Ser professor ainda compensa?
As duas professoras referem que “apesar de tudo, a quem está entregue a esta nobre missão, ainda compensa ser professor! Para o professor, é o prazer de ensinar, de ajudar a crescer os alunos, que são o melhor da escola, é o que o move! Foi para ser professora que estudamos! Sendo a etimologia da palavra “aluno” proveniente de alere, que significa “alimentar, sustentar, nutrir, fazer crescer”, cabe ao professor esse nobre ofício de prover alimento para quem dele carece.”
Ernestina Tiago diz que “no meu caso pessoal, sou professora há 32 anos. Circulei por onze escolas, de norte a sul do país. Estive efetiva num Mega Agrupamento, durante 13 anos, fazendo 100 km por dia e circulando em três escolas diferentes. Pela primeira vez, estou colocada o mais próximo que estive de casa, 15Km. Sou professora de História e, infelizmente, o número reduzido de horas por semana à disciplina, implica que tenha muitas turmas. Neste momento tenho nove turmas, (seis de História e três de Cidadania e Desenvolvimento)! Cheguei a ter mais de 200 alunos e a corrigir perto de 1000 testes! Mas há colegas de algumas disciplinas, nomeadamente de Informática, que têm mais de 300! O que é uma verdadeira loucura em termos de elaboração de instrumentos de avaliação (de acordo com as especificidades dos alunos) e respetiva correção! Nem os nomes dos alunos muitas vezes, conseguimos saber! Apesar de cansada e desrespeitada pela tutela, ainda vejo a esperança renascida cada vez que se inicia um novo ano letivo.”
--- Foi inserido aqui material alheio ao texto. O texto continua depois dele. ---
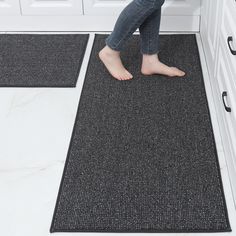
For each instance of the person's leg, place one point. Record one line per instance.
(128, 21)
(149, 36)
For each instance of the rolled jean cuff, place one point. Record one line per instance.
(116, 48)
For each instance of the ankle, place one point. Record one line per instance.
(111, 51)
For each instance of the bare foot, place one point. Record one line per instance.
(152, 65)
(113, 63)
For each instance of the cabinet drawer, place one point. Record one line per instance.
(228, 29)
(224, 78)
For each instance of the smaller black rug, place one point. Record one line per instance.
(41, 60)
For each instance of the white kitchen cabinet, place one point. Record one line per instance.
(51, 7)
(92, 15)
(219, 42)
(9, 7)
(170, 7)
(211, 14)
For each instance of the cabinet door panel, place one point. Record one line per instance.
(170, 7)
(210, 21)
(51, 7)
(9, 7)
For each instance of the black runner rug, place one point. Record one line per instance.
(142, 155)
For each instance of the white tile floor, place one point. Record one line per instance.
(36, 126)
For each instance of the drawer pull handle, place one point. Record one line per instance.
(224, 94)
(230, 39)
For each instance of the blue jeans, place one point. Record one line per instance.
(142, 14)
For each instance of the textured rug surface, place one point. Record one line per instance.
(142, 155)
(41, 60)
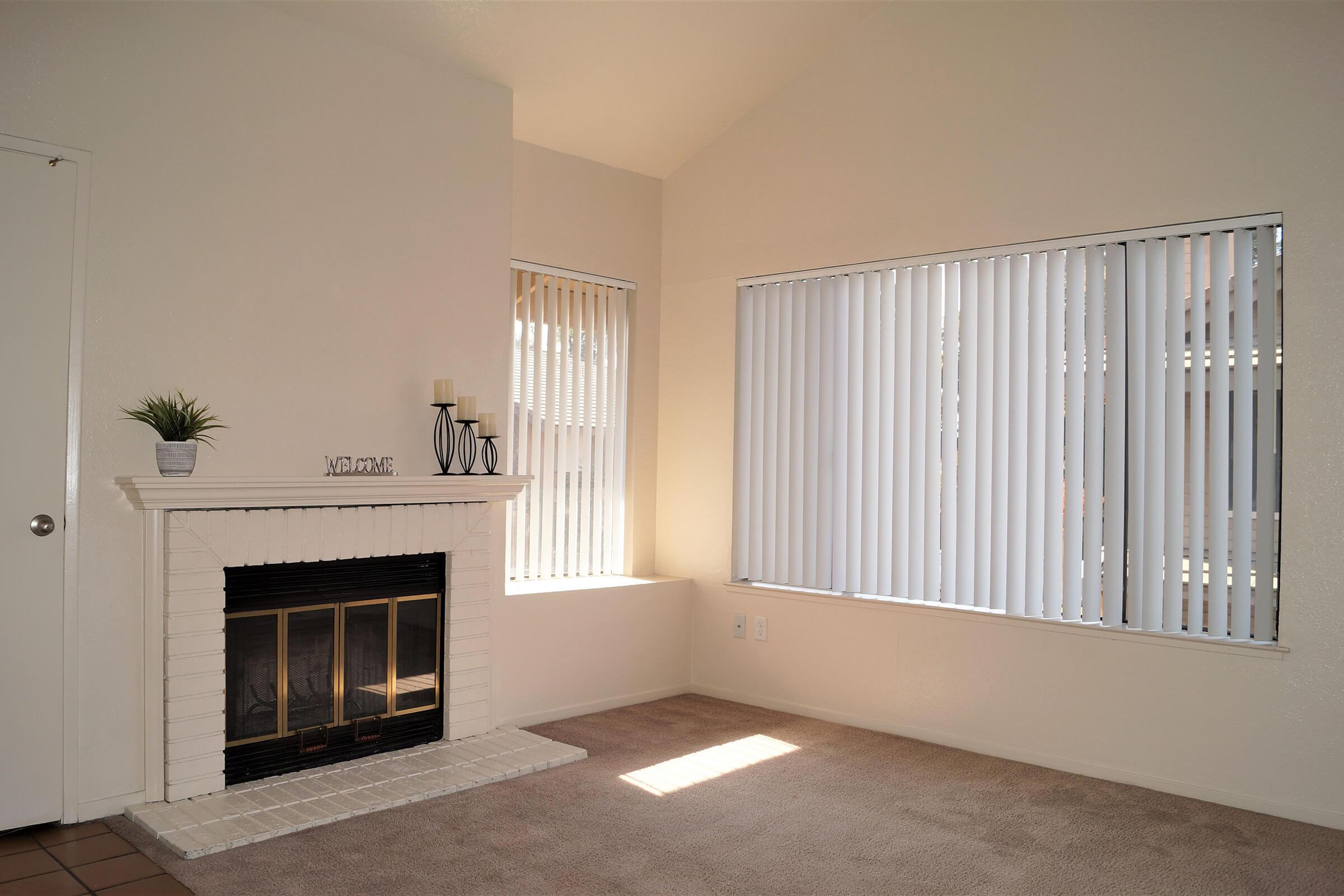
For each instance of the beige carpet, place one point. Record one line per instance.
(850, 812)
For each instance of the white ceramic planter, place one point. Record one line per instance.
(175, 459)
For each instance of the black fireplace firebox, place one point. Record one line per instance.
(331, 661)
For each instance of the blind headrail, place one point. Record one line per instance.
(572, 274)
(1267, 220)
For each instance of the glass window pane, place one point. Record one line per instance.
(417, 654)
(311, 662)
(366, 660)
(252, 672)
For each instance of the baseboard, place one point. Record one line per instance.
(109, 805)
(597, 706)
(1308, 814)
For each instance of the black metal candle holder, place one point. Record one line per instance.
(489, 454)
(465, 446)
(444, 438)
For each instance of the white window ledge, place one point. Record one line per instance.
(996, 617)
(582, 584)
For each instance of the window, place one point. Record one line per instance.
(1014, 429)
(569, 423)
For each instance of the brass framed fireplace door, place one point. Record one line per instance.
(384, 660)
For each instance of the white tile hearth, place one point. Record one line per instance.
(263, 809)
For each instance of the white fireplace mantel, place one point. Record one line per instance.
(236, 492)
(195, 527)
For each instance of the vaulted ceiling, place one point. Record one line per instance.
(639, 85)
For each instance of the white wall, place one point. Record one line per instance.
(296, 226)
(588, 217)
(944, 127)
(559, 654)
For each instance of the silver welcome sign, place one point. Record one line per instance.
(347, 465)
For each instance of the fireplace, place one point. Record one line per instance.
(331, 660)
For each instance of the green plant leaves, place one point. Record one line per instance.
(175, 418)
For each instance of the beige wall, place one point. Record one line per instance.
(942, 127)
(588, 217)
(577, 651)
(295, 226)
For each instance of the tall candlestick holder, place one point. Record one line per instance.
(467, 445)
(489, 454)
(444, 438)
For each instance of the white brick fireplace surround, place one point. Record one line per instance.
(197, 527)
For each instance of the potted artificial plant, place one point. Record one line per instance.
(180, 422)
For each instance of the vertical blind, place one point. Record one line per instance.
(1084, 429)
(569, 423)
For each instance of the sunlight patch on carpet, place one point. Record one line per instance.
(706, 765)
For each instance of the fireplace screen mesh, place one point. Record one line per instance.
(417, 654)
(252, 672)
(311, 662)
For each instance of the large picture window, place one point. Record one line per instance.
(1084, 429)
(569, 423)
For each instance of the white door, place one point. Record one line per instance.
(37, 246)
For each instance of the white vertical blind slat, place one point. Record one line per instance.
(771, 483)
(825, 440)
(1267, 428)
(1198, 276)
(871, 325)
(1220, 429)
(784, 454)
(1037, 325)
(1117, 396)
(902, 425)
(933, 414)
(756, 550)
(1074, 410)
(565, 428)
(855, 441)
(987, 348)
(523, 432)
(603, 510)
(841, 442)
(1155, 429)
(1018, 433)
(951, 426)
(1136, 305)
(1244, 386)
(968, 435)
(918, 423)
(1174, 438)
(1090, 488)
(999, 445)
(811, 432)
(1054, 461)
(797, 381)
(622, 365)
(886, 426)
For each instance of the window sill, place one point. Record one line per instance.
(995, 617)
(584, 584)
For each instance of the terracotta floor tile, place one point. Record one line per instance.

Isabel Neves refere que “também sou professora há 32 anos. Estive deslocada em nove escolas da Maia a Peniche e nos primeiros anos fui obrigada a concorrer ao grupo de recrutamento de português/francês, o então grupo 8ºB, por não ver reconhecidas as minhas habilitações e a minha profissionalização em inglês. Apesar da minha licenciatura ter sido de Estudos Franceses e ingleses, e quando foi possível, optei pela lecionação apenas de inglês. Estou neste agrupamento desde 2002. Este ano, tenho apenas seis turmas – 130 alunos – de três níveis diferentes, entre a EB2 e a Escola Secundária. Além disso, sou Diretora de Turma e subcoordenadora do Clube Europeu do AEM. Já fui professora de AECs no 1ºCEB em 2013/14.
Quando a disciplina de Inglês passou a ser uma área curricular obrigatória no 3º e no 4º ano de escolaridade, comecei a deslocar-me também às escolas do 1º CEB. Durante vários anos, mais precisamente até ao 2020/2021, tive de me deslocar a três ou quatro escolas no mesmo dia para cumprir o meu horário. Geralmente, começava na EB2, com um ou dois tempos letivos.
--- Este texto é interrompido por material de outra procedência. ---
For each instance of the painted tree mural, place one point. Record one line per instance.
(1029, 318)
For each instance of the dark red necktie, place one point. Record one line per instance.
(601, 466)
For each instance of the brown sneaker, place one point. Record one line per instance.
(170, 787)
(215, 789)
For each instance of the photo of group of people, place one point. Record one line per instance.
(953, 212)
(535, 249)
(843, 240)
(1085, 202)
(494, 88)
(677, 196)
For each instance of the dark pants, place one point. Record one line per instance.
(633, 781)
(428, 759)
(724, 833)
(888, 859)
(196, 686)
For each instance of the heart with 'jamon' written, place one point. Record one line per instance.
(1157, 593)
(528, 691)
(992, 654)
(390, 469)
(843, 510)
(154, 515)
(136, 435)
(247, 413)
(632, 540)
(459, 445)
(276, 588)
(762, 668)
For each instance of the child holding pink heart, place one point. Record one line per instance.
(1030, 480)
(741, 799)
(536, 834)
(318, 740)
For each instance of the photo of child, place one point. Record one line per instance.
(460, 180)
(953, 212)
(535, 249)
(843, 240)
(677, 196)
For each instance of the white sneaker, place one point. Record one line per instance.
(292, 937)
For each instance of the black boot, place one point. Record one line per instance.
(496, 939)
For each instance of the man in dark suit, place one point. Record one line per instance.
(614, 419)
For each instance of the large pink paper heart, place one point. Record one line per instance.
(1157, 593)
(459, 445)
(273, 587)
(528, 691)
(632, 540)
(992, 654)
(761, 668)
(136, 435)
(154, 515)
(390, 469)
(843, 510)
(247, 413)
Depois, em 10 minutos de intervalo, seguia para a Secundária para lecionar outros dois ou três tempos letivos (3º CEB e ensino secundário). Almoçava rapidamente, para à tarde lecionar em duas escolas do 1º CEB. Início da tarde na EB1 do Seixo e final da tarde na EB1 do Casal de S. Tomé. Num mesmo ano letivo, cheguei a ter 5 níveis de escolaridade. Portanto, sou assim uma mistura de “homem dos 7 instrumentos” e de “professor caracol” com três pastas/malas organizadas, consoante o ciclo de ensino onde devia estar e sem tempo para confraternizar com os meus colegas ou trocar impressões sobre o que fosse necessário. Os meus intervalos e as pausas eram/são passados nas deslocações. Sempre sozinha. Claro que as deslocações eram/são feitas no meu próprio carro, com ajudas de custo de miséria a contar “de placa a
placa”, o que é simplesmente uma piada! Percorri todo o concelho de Mira e conheço todas as escolas, com exceção da Escola do 1ºCEB da Lentisqueira. No final do ano, o que recebia, não dava nem para um tanque de combustível. Curiosamente, creio que este é o ano mais tranquilo dos últimos tempos.
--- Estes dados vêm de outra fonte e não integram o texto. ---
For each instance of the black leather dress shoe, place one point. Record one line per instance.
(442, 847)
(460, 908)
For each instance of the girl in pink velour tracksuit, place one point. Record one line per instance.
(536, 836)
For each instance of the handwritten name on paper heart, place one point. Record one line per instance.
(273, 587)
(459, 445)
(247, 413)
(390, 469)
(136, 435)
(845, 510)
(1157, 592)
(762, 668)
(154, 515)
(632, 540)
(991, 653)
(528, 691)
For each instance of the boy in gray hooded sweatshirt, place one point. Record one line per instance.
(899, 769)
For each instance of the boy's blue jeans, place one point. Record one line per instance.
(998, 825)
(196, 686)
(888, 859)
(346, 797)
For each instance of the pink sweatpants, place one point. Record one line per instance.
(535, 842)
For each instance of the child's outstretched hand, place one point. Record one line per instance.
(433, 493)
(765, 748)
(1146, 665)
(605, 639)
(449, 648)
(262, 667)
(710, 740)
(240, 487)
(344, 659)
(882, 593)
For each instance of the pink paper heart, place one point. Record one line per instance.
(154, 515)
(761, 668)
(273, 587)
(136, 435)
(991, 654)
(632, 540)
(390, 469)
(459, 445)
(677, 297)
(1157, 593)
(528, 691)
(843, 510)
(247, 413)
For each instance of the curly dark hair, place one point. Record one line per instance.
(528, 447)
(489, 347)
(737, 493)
Partilho o sentimento da Ernestina. Apesar de todas as injustiças e do enorme desrespeito, apesar de me sentir a cada ano que passa cada vez mais cansada, física e psicologicamente, acredito no que faço e na força e no valor da minha profissão/missão. Por isso, continuo a dar tudo de mim, não só no âmbito do inglês, mas promovendo experiências e vivências significativas, dinamizando projetos e eventos, pois acredito que aprender e crescer não pode acontecer só dentro de “quatro paredes”. A Escola tem de ser vivida também fora da sala de aula.”
Na continuação da nossa conversa, estas docentes frisaram que “a nossa nobre missão de professores tem vindo a ser desacreditada desde há décadas, pelos sucessivos governantes, retirando autoridade aos professores e desacreditando a classe perante a opinião pública, o que refletiu na perceção que a sociedade tem dos professores.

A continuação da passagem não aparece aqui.